BoAu: Malicious traffic detection with noise labels based on boundary augmentation

Abstract

The effectiveness of deep-learning-based malicious traffic detection systems relies on high-quality labeled traffic datasets. However, malicious traffic labeling approaches can easily lead to incorrect labeling, which can have a harmful impact on models. To this end, various methods for learning with noise labels have been proposed. They exclude suspected wrong samples from model updates to ensure accuracy. However, this also removes hard samples, resulting in poor model decision boundaries and the loss of ability to classify hard samples.

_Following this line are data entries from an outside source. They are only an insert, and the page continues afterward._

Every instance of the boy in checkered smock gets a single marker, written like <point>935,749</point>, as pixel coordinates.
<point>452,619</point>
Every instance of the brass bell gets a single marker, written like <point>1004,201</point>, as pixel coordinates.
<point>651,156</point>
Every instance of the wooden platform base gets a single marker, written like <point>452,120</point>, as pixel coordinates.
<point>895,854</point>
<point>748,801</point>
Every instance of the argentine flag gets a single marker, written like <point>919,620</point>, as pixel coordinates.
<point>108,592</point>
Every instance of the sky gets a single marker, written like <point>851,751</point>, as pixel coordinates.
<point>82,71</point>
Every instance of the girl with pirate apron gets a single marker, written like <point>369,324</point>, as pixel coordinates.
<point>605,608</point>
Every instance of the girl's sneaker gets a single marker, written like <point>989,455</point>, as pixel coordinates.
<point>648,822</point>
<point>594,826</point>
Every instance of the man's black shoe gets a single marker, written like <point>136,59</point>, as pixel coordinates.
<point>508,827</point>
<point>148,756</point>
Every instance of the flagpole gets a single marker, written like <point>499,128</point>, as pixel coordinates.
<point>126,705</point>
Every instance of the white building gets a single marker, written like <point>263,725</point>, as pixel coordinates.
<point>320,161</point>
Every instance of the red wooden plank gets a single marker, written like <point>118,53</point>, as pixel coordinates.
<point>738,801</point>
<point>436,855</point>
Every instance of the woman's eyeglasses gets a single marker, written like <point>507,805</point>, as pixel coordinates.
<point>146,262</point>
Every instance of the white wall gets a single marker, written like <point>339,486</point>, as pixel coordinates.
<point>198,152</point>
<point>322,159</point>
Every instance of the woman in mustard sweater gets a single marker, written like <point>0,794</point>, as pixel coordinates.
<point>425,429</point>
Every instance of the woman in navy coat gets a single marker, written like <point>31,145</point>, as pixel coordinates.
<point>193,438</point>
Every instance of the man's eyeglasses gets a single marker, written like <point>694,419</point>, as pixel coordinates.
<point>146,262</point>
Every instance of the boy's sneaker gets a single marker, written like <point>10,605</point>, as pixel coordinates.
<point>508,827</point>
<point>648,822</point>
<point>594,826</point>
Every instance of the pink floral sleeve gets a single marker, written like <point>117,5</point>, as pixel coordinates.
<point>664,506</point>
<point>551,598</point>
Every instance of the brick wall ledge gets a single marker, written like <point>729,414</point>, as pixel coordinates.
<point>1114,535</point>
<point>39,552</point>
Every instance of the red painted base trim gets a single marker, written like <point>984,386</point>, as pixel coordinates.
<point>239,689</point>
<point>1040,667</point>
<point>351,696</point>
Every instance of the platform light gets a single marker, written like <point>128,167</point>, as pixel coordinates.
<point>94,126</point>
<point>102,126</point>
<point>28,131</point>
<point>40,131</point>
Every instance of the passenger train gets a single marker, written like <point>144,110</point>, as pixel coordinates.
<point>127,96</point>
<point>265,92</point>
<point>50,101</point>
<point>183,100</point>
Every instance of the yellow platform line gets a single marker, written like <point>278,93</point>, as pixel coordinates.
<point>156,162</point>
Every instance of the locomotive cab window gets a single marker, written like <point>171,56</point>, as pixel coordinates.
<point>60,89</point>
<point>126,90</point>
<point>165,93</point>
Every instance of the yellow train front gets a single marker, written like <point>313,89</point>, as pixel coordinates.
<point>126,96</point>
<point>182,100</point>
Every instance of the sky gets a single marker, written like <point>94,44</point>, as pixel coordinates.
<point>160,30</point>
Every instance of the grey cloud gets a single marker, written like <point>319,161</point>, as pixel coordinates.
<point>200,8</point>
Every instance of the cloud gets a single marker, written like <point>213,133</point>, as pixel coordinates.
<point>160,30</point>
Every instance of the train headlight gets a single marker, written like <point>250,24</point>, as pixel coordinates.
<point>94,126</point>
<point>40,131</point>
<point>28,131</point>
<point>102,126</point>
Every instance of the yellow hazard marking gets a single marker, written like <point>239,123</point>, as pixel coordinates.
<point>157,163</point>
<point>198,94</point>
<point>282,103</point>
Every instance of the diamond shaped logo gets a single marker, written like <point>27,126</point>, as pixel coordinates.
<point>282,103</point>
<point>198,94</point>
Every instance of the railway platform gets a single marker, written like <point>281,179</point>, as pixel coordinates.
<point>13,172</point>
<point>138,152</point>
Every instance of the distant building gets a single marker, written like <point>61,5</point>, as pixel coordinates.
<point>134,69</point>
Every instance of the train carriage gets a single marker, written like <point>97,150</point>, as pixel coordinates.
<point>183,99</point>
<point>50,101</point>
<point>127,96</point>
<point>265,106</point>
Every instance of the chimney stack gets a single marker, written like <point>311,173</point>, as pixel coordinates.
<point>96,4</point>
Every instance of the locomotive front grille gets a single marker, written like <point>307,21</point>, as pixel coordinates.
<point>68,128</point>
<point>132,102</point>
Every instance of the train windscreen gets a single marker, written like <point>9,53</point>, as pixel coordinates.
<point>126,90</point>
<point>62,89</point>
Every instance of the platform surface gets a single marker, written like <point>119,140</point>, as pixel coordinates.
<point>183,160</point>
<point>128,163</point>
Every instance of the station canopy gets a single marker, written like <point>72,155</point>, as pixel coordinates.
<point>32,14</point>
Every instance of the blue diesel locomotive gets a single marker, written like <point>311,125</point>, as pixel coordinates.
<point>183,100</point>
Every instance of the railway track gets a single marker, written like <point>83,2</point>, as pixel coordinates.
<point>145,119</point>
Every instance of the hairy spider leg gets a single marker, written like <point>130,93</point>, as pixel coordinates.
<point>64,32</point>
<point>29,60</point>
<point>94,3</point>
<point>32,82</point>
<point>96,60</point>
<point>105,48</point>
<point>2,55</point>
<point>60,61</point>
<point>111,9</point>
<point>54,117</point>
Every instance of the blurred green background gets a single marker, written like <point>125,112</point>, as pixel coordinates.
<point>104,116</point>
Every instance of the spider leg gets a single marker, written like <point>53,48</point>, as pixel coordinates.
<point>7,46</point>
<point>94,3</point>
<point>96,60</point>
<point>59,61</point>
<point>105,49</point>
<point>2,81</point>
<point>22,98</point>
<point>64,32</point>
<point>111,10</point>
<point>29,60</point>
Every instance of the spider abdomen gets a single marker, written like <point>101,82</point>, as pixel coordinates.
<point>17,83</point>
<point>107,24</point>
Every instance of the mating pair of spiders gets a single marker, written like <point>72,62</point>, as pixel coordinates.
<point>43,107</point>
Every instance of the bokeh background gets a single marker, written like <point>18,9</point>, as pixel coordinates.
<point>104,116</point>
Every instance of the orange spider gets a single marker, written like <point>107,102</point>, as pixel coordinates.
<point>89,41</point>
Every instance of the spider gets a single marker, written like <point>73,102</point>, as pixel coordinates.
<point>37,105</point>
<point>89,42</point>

In this paper, we propose a boundary-augmentation-based approach for malicious traffic identification named BoAu. Unlike other approaches, BoAu treats all samples, including hard samples, equally during training to construct more accurate decision boundaries and thus improve accuracy. Meanwhile, a decision boundary augmentation module is designed to mitigate the impact of mislabeled hard samples on decision boundary generation. The decision boundary augmentation module adaptively adjusts the losses of hard samples based on their distance from the cluster to which their labels belong and other clusters, thus driving the shared feature representation network to fit the true label distribution. We validated BoAu in identifying malicious traffic with noise labels on a dataset covering 22 classes of realistic encrypted malicious traffic. Experimental results showed that even under scenarios with up to 90% noise labels, the classification accuracy was still over 80%, which was better than the state-of-the-art approaches. In addition, we validated the applicability of BoAu on several public datasets, including CIC-IDS-2017 and IoT-23.